In short, the Ogden discount rate is a calculation used to determine how much money insurance companies should pay out to people who have suffered life-changing injuries, in order to cover all their predicted future losses. The settlement amount agreed needs to accurately reflect the claimant’s future loss of earnings, as well as covering any care costs. However, because it is paid in a lump sum which will be invested when it is received, the amount is adjusted to account for the interest they would expect to earn. The lower the discount rate, the higher the typical settlement of a claim.
Prior to November last year, the discount rate was 2.5% where it had consistently been since 2001, which enabled insurance companies to allow for some investment income over the lifetime of the claimant. The Lord Chancellor caught the insurance industry off guard with a decision to cut the discount rate to -0.75% which necessitated insurance companies and some syndicates to have to urgently reassess their reserves for liabilities.
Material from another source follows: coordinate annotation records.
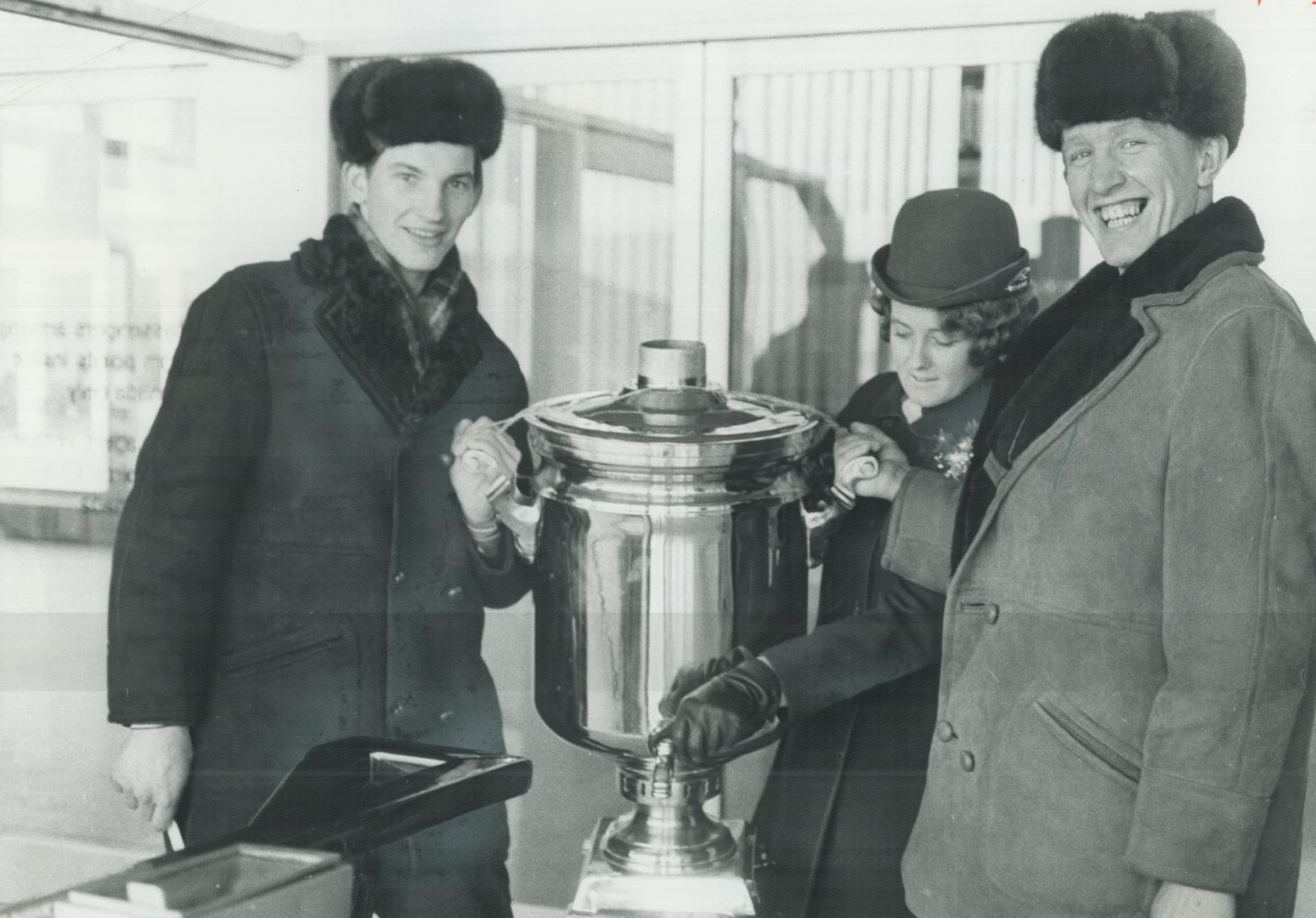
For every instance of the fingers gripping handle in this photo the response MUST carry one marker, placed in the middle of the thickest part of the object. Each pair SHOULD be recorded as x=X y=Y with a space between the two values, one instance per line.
x=519 y=514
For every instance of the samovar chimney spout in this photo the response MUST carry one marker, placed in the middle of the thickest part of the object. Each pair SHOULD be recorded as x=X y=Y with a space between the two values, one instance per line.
x=671 y=364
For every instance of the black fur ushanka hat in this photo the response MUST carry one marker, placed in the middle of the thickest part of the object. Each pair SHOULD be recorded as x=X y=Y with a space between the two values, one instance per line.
x=1178 y=69
x=390 y=103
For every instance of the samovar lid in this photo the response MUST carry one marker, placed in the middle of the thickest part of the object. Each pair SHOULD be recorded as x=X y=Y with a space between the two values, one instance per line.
x=673 y=416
It is hoped by the UK insurance industry that the new Civil Liability Bill, published yesterday, will take a more sensible view about the investments that insurers must take as a reference point may be “low-risk” rather than “very low-risk” which would enable the discount rate to favourably alter from -0.75% to 0%, experts say.
The Bill which has to be passed by Parliament will also establish a regular review of the discount rate and create an independent panel to advise the Lord Chancellor on the setting of the rate.
There is no date yet set for Parliament to scrutinise and pass the Bill but this is certainly progress and heading towards a more realistic rate.